The full-scale exercise will involve all personnel who would respond to an accident or incident at the airport.

“We are doing this in conjunction with a handful of other entities,” DuRay said, noting that personnel from the airport, airlines, hospital, law enforcement agencies, central dispatch, and mutual aid agencies, such as Forsyth Township Volunteer Department, will be involved in the exercise.

This year, the exercise will be done with a shell of a 50-seat airplane located at the airport. This airplane shell will provide responders with a realistic setting for the exercise, DuRay said.

“We’re going to incorporate the aircraft that we have on-site for training,” DuRay said at an April 3 meeting of the Marquette County Board of Commissioners. “So, it’s going to be a lot more realistic when mutual aid comes out to participate in it, because they’re not going to be working out of a bus or a simulated aircraft accident, or simulated aircraft, they’re actually going to be able to do training in the actual airplane with seats, and they’re going to be able to see what it is like to go inside an aircraft to rescue people.”
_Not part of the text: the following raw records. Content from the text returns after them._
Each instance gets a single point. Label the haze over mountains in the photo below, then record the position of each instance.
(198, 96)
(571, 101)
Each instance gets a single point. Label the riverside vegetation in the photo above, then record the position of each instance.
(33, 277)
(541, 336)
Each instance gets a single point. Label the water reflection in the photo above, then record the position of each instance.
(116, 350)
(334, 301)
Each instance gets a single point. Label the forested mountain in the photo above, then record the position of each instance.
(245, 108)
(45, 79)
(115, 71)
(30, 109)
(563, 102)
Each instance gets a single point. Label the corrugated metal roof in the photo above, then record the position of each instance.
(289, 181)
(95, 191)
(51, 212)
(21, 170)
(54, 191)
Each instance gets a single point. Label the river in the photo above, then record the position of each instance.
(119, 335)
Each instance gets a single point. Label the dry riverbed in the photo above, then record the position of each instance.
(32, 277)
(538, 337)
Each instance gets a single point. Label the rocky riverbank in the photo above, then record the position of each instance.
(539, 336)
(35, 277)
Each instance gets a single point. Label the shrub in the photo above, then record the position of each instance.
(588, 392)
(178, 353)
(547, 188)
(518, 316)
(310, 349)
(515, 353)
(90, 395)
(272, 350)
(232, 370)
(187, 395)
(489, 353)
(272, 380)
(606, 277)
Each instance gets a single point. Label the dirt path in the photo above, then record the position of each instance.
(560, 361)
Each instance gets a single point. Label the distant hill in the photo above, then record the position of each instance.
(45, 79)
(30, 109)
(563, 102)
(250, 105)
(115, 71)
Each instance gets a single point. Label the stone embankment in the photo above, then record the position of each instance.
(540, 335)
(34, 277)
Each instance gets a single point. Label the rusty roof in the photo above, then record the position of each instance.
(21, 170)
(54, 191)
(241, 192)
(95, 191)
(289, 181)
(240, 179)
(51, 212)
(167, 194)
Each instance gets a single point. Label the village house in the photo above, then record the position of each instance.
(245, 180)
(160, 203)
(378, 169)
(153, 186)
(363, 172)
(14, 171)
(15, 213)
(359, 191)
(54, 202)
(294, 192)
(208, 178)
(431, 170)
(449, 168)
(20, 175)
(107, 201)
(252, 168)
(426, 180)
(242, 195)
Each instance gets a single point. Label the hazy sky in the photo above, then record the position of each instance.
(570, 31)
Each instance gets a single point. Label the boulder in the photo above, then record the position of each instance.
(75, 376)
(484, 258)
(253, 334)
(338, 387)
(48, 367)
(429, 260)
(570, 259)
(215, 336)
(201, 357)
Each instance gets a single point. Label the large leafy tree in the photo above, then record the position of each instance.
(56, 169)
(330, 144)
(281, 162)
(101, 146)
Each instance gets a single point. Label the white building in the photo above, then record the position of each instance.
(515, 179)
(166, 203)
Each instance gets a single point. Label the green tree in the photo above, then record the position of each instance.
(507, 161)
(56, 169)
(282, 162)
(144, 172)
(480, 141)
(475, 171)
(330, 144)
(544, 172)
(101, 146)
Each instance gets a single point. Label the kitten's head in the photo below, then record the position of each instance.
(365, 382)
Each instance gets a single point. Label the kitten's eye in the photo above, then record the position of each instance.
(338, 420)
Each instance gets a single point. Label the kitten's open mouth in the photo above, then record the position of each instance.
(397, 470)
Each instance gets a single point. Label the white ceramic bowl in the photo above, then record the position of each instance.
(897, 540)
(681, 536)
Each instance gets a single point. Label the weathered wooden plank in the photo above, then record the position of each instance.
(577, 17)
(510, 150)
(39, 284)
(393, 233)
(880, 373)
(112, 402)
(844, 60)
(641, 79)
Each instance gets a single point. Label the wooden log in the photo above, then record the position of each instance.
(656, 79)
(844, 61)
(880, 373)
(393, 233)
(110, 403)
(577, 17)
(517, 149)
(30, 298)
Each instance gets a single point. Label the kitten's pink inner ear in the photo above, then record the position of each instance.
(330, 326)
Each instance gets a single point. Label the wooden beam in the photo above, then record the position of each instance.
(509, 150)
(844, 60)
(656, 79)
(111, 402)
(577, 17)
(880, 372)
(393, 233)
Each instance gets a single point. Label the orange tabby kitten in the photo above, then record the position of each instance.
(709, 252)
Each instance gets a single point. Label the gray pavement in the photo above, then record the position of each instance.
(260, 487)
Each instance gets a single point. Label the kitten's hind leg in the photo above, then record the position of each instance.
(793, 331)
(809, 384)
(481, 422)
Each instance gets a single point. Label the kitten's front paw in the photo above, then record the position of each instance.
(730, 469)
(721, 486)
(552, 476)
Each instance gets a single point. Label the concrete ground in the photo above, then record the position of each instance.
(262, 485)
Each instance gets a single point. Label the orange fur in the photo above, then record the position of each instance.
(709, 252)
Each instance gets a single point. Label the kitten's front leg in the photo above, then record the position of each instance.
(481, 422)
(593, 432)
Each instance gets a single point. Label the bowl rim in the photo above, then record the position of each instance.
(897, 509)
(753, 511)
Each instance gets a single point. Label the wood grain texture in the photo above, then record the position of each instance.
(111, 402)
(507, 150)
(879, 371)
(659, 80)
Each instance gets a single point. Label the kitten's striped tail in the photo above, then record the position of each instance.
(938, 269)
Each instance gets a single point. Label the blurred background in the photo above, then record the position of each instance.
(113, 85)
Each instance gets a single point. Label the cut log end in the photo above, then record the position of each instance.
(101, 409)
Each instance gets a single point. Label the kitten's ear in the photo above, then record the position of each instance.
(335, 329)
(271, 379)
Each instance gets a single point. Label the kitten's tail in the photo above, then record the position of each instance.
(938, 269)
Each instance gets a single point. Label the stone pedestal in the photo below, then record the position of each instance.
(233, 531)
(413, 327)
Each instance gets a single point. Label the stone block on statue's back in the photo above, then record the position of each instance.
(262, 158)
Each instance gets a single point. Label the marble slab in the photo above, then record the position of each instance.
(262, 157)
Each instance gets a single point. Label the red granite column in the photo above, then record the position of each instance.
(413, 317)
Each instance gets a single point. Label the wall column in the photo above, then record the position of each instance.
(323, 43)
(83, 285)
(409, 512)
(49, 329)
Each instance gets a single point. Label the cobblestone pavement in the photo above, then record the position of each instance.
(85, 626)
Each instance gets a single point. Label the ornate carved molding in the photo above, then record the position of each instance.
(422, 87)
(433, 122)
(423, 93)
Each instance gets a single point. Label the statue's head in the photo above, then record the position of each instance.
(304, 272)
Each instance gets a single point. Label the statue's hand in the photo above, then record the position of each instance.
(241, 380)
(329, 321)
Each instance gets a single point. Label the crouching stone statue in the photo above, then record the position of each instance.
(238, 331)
The group will run through the simulated disaster and get a critique on the exercise from an independent outside agency, which will provide feedback and give insight into areas of the emergency response that could be improved.

The exercise is slated to “take up the vast majority of the day” DuRay said, noting that the group will run through the full-scale disaster simulation twice on June 23.

“This year, we’re planning on having an initial drill, coming back, doing a critique and going out one more time immediately after the critique to see if we can correct on those areas,” DuRay said at the April 3 meeting.

This will allow personnel to get immediate feedback and correct any issues discovered in the first simulation on the same day, with another opportunity for feedback after the second full-scale exercise is done.

DuRay said this approach will allow them to go back through the exercise with corrected actions while the feedback remains fresh in the minds of responders and personnel.

“If everything goes as planned, we will walk away with better equipped to respond to a real-life incident or accident,” DuRay said of the exercise.